Mike Sakal – East Valley Tribune September 13, 2011
When 90-year-old Gert Schuster walked into Tony Vicich’s office at the Tempe Improv about a month ago, Vicich thought she was going to maybe request a comedian for a charity event at a senior center or tickets for an upcoming show.
But that was not the case.
On Thursday, Schuster, a Holocaust survivor who came to the United States from Vienna, Austria, in 1939, is going to be part of the show.
Beginning at 7:30 p.m., the Scottsdale woman will be the third stand-up comedian to appear as part of “Tony Vicich’s 10 for 10” at the Tempe Improv, 930 E. University Drive. The show consists of 10 of the top comedians throughout the Valley that patrons can see for $10.
“She’s fascinating,” said Vicich, president of ComedySchools.com, which teaches a six-week stand-up comedy course. “When I first saw her come off the elevator and into my office, my first thought was, ‘What do you want?’ I had never seen her or heard of her. Then, she said she wanted to do a stand-up show.”
The 4-feet 7-inches tall Schuster, who was with her husband when she came into Vicich’s office, cracked an off-color joke that caused Vicich to crack up. Although Vicich said he is pretty careful about who he lets take the stage, he gave Schuster the green light.
Her comedy career blossomed after she decided to turn a negative into a positive.

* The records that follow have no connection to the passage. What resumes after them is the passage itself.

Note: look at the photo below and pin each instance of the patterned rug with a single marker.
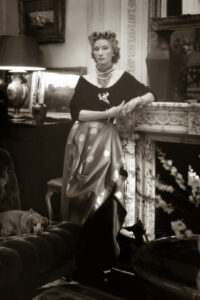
(74, 291)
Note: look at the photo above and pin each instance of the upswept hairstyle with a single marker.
(106, 35)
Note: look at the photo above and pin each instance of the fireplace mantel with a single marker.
(173, 121)
(158, 121)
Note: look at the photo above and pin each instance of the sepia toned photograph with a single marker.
(43, 19)
(100, 150)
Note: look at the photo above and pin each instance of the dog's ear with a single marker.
(29, 225)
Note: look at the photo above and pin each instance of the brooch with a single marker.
(104, 97)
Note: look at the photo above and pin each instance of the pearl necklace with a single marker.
(104, 77)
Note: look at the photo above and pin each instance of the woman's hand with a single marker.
(137, 102)
(115, 110)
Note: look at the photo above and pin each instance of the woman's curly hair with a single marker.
(106, 35)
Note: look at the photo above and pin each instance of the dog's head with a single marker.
(35, 223)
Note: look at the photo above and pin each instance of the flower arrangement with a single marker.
(184, 194)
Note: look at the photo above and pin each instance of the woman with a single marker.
(94, 171)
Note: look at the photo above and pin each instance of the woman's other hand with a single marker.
(116, 110)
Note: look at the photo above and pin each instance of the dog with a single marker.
(14, 222)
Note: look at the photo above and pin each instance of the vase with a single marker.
(39, 111)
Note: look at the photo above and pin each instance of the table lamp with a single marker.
(19, 54)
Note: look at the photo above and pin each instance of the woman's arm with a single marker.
(137, 102)
(89, 115)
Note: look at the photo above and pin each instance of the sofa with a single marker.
(28, 261)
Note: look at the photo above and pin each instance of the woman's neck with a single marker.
(104, 68)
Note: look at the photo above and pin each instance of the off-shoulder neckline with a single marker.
(90, 79)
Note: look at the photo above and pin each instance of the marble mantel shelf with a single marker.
(169, 118)
(158, 121)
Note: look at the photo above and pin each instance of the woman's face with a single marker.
(103, 52)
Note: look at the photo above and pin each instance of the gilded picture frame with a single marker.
(42, 19)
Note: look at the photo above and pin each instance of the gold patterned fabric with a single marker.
(93, 167)
(92, 191)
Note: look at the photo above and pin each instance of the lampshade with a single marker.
(19, 52)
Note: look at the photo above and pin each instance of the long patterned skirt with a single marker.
(92, 192)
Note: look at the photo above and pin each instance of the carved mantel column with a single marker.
(159, 121)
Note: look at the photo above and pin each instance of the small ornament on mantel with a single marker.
(39, 111)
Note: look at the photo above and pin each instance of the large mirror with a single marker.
(179, 7)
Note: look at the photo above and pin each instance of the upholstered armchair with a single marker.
(27, 260)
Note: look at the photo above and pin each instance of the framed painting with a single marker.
(55, 88)
(42, 19)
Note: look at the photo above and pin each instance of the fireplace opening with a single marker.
(177, 187)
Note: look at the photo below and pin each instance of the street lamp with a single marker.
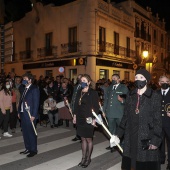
(145, 54)
(148, 62)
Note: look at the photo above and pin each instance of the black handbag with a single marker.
(145, 144)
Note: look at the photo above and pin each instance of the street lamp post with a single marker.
(148, 62)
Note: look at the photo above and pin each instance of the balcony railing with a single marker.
(71, 47)
(24, 55)
(44, 51)
(110, 48)
(142, 35)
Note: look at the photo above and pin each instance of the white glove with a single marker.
(114, 140)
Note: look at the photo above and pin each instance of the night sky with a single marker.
(16, 9)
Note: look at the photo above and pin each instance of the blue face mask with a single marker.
(24, 82)
(83, 85)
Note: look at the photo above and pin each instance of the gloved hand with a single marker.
(114, 140)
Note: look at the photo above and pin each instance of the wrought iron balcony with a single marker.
(44, 51)
(71, 47)
(143, 35)
(110, 48)
(24, 55)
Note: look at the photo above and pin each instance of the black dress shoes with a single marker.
(25, 152)
(76, 139)
(113, 149)
(31, 154)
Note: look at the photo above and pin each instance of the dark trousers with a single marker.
(4, 120)
(13, 117)
(30, 139)
(166, 136)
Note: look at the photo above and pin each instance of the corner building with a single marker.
(85, 36)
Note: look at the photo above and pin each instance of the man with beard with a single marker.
(165, 92)
(76, 88)
(114, 104)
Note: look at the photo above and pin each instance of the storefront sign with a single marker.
(108, 63)
(60, 63)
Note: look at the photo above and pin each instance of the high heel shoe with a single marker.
(82, 162)
(86, 163)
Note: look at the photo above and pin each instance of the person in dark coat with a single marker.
(141, 126)
(76, 88)
(30, 96)
(165, 113)
(86, 100)
(64, 114)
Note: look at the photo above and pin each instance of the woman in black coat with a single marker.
(86, 100)
(141, 126)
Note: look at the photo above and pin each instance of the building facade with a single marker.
(94, 37)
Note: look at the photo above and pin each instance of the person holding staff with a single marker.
(141, 126)
(165, 113)
(30, 97)
(86, 100)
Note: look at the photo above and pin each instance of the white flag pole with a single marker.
(27, 108)
(106, 130)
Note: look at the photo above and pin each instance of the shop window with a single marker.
(103, 74)
(116, 72)
(49, 73)
(73, 75)
(126, 76)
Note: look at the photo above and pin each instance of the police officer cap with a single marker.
(145, 73)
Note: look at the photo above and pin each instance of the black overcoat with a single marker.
(149, 125)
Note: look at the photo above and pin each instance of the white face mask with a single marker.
(8, 86)
(50, 99)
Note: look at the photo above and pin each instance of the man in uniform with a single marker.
(30, 96)
(165, 92)
(76, 88)
(114, 103)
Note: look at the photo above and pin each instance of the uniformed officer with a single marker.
(165, 92)
(114, 103)
(30, 97)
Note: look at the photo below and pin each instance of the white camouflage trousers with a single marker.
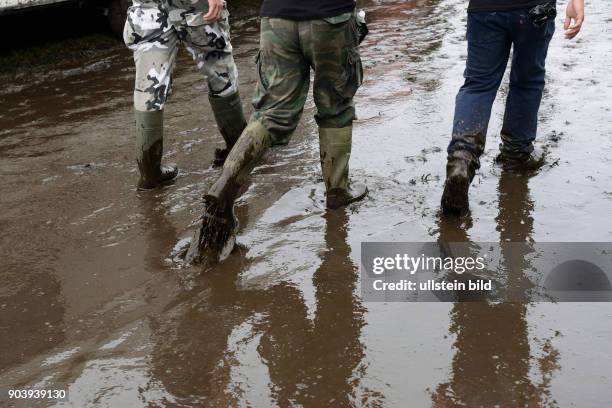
(154, 30)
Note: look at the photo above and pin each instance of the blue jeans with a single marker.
(490, 36)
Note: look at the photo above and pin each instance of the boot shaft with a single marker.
(229, 116)
(335, 151)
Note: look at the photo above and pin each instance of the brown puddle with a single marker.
(93, 302)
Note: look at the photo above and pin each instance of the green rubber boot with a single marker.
(230, 120)
(217, 233)
(335, 150)
(149, 150)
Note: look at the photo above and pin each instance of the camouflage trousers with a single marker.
(288, 50)
(155, 30)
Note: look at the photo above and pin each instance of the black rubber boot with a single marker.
(216, 237)
(335, 150)
(149, 151)
(460, 171)
(231, 122)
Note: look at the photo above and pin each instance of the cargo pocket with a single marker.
(261, 90)
(263, 80)
(207, 37)
(143, 23)
(352, 77)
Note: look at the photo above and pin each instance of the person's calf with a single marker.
(460, 170)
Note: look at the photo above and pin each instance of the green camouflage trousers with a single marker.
(154, 31)
(288, 49)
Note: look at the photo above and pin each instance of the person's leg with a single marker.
(488, 51)
(279, 101)
(211, 49)
(155, 48)
(526, 85)
(332, 48)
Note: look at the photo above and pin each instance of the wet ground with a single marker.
(93, 302)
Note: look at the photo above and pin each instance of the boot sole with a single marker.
(455, 197)
(162, 183)
(212, 226)
(343, 203)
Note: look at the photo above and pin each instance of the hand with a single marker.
(574, 18)
(215, 7)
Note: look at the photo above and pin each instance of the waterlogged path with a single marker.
(92, 300)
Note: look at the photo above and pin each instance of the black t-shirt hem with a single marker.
(305, 17)
(487, 6)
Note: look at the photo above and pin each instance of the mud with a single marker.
(93, 300)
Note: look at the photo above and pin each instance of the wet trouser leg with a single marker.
(279, 100)
(489, 43)
(154, 59)
(211, 49)
(526, 84)
(331, 46)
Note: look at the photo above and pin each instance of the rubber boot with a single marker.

After coming out of a 30-day coma in 2004 for an ailment that went undiagnosed, Schuster decided she was going to enjoy her life and began doing stand-up comedy. She has performed for private groups, passengers on various cruise lines and also at the Scottsdale Center for the Performing Arts. Thus, she became known as “Gert the Joke Lady.”

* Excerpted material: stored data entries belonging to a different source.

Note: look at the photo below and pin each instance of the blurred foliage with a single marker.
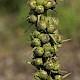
(16, 21)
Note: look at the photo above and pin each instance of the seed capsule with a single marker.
(56, 21)
(41, 25)
(49, 3)
(36, 42)
(50, 78)
(52, 50)
(37, 62)
(49, 65)
(56, 48)
(32, 18)
(34, 34)
(44, 38)
(47, 54)
(32, 4)
(58, 77)
(38, 51)
(39, 9)
(40, 2)
(43, 74)
(47, 46)
(51, 29)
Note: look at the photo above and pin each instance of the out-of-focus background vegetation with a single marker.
(15, 44)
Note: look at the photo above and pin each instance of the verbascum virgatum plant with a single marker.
(45, 41)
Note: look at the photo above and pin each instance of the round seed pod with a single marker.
(50, 78)
(40, 2)
(47, 46)
(56, 65)
(49, 65)
(58, 38)
(34, 34)
(32, 4)
(39, 9)
(43, 74)
(52, 50)
(56, 21)
(44, 38)
(56, 48)
(32, 19)
(41, 25)
(37, 62)
(36, 42)
(49, 3)
(58, 77)
(51, 29)
(47, 54)
(38, 51)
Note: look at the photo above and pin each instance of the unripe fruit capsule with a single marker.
(47, 46)
(32, 18)
(41, 25)
(44, 38)
(51, 28)
(49, 3)
(37, 61)
(32, 4)
(38, 51)
(43, 74)
(58, 77)
(39, 9)
(47, 54)
(34, 34)
(36, 42)
(40, 2)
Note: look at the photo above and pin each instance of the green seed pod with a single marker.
(43, 74)
(56, 48)
(56, 21)
(37, 62)
(32, 4)
(32, 18)
(58, 38)
(39, 9)
(44, 38)
(52, 50)
(41, 25)
(47, 54)
(38, 51)
(34, 34)
(50, 78)
(40, 2)
(56, 65)
(47, 46)
(36, 42)
(51, 29)
(49, 3)
(58, 77)
(49, 65)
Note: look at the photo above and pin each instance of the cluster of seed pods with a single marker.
(45, 41)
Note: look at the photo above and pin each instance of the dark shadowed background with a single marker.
(15, 44)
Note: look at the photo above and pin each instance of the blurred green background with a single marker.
(15, 44)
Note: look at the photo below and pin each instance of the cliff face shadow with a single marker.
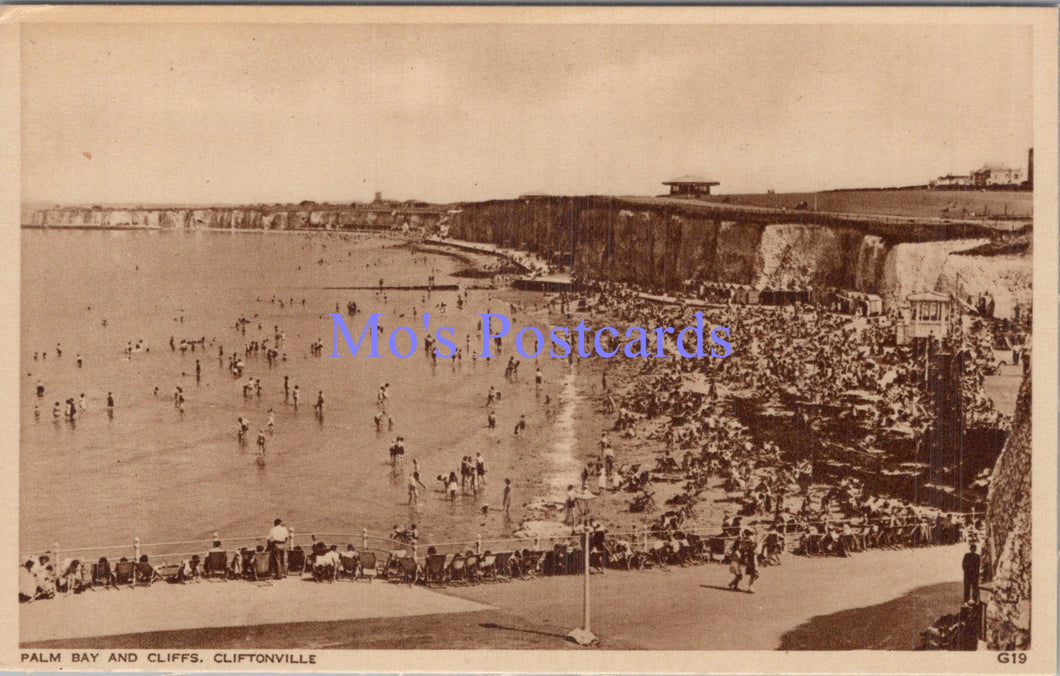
(895, 625)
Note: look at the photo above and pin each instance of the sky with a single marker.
(249, 113)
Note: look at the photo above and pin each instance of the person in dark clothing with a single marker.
(971, 565)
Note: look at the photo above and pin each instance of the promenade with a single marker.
(882, 599)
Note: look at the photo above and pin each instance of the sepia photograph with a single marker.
(611, 333)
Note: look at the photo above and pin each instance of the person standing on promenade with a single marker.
(971, 565)
(278, 538)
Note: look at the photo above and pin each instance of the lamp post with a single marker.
(583, 636)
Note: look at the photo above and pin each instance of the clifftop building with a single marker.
(690, 187)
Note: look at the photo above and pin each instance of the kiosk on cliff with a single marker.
(929, 317)
(690, 187)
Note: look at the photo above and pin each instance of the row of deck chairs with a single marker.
(885, 537)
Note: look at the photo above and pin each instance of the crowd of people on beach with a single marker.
(684, 408)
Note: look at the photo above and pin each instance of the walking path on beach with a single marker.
(679, 608)
(226, 604)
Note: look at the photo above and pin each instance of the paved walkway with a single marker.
(691, 608)
(679, 608)
(226, 604)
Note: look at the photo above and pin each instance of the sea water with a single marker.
(155, 474)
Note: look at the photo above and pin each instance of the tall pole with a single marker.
(585, 593)
(583, 636)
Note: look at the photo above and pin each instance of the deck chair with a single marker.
(350, 564)
(169, 572)
(504, 567)
(262, 568)
(369, 568)
(102, 575)
(125, 573)
(296, 562)
(458, 569)
(434, 569)
(472, 569)
(145, 574)
(488, 567)
(533, 564)
(84, 576)
(409, 570)
(216, 564)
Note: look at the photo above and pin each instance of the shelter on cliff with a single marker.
(930, 314)
(690, 187)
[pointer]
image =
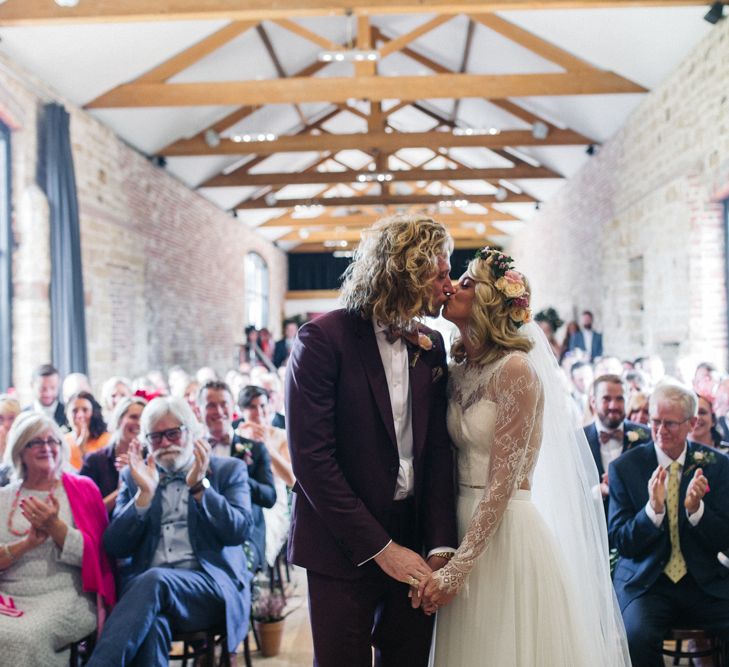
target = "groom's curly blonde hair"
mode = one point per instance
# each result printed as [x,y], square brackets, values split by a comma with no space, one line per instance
[388,281]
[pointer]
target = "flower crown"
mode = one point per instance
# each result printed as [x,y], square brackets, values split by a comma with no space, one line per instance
[510,283]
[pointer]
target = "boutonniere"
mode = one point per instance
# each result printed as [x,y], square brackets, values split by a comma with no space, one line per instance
[698,459]
[243,451]
[636,434]
[424,343]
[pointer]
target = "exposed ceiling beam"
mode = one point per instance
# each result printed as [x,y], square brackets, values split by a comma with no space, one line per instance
[378,200]
[351,176]
[377,141]
[37,12]
[366,219]
[377,88]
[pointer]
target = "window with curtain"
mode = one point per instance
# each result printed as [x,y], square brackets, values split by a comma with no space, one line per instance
[256,304]
[6,253]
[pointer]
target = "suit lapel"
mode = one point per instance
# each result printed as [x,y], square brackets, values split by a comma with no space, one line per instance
[372,362]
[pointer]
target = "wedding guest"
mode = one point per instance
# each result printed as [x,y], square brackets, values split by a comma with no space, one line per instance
[215,403]
[571,329]
[706,379]
[73,383]
[256,425]
[113,390]
[669,519]
[9,410]
[704,432]
[103,466]
[587,339]
[637,409]
[284,346]
[88,428]
[51,560]
[610,435]
[46,385]
[181,517]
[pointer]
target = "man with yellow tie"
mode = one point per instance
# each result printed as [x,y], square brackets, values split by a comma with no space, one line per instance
[669,518]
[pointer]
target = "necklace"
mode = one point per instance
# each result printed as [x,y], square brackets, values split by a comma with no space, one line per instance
[16,500]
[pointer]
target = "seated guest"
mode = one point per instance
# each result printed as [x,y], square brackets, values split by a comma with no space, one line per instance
[112,391]
[637,409]
[103,466]
[254,404]
[73,383]
[181,516]
[9,410]
[88,428]
[51,560]
[704,432]
[216,405]
[46,386]
[610,435]
[668,520]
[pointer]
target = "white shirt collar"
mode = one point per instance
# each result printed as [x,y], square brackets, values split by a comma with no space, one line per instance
[665,460]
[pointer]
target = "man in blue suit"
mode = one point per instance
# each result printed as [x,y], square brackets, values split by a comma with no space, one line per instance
[669,519]
[181,517]
[611,434]
[587,339]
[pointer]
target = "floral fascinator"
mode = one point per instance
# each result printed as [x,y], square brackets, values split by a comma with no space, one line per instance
[510,283]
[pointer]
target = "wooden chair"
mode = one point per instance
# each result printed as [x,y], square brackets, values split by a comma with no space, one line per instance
[81,650]
[202,645]
[705,645]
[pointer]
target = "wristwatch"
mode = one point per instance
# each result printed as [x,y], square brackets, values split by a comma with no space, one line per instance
[204,483]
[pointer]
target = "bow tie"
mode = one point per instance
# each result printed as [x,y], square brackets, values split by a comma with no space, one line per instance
[606,436]
[166,478]
[225,440]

Schuster said she also once worked with Paul Newman and Margaret Hamilton, the actress who played the Wicked Witch in the Wizard of Oz, as a soprano with the Cleveland Playhouse in the 1950s, and that she appeared in a number of episodes of the popular TV show “Route 66” in the 1960s.
She wouldn’t reveal what many of her jokes will be at the Tempe Improv, but said it’s all in the delivery.
“Laughter is the most important thing, I think, ” said Schuster who opened for Debbie Reynolds at the Broadway Palm Dinner Theatre in Mesa last year. “I don’t try to force people to laugh. I just tell my stories … Luckily, I get a good reception.”
Schuster’s jokes and antics have roots going back to her native Austria when her job was washing windows for the Nazi barracks in German-occupied Austria in the late 1930s.
As she washed the third floor windows from a scaffolding, she would sometimes squeeze the sponge out and make sure the dirty water hit a soldier walking below.
“I had a lot of guts,” Schuster said. “When they’d get hit with the water, they’d scream and tell me to stop, but I’d act like I didn’t hear them. I shouldn’t have done it because I could’ve gotten in trouble, but I always acted like it was an accident.”
Vicich said she is the oldest comedian to debut at the Tempe Improv.
“Standup comedy is any age, any time,” Vicich said. “If you can make us laugh, you have a place in this world.”
Schuster added, “It’s fun, and the people like it. As long as they like me, I’ll perform”.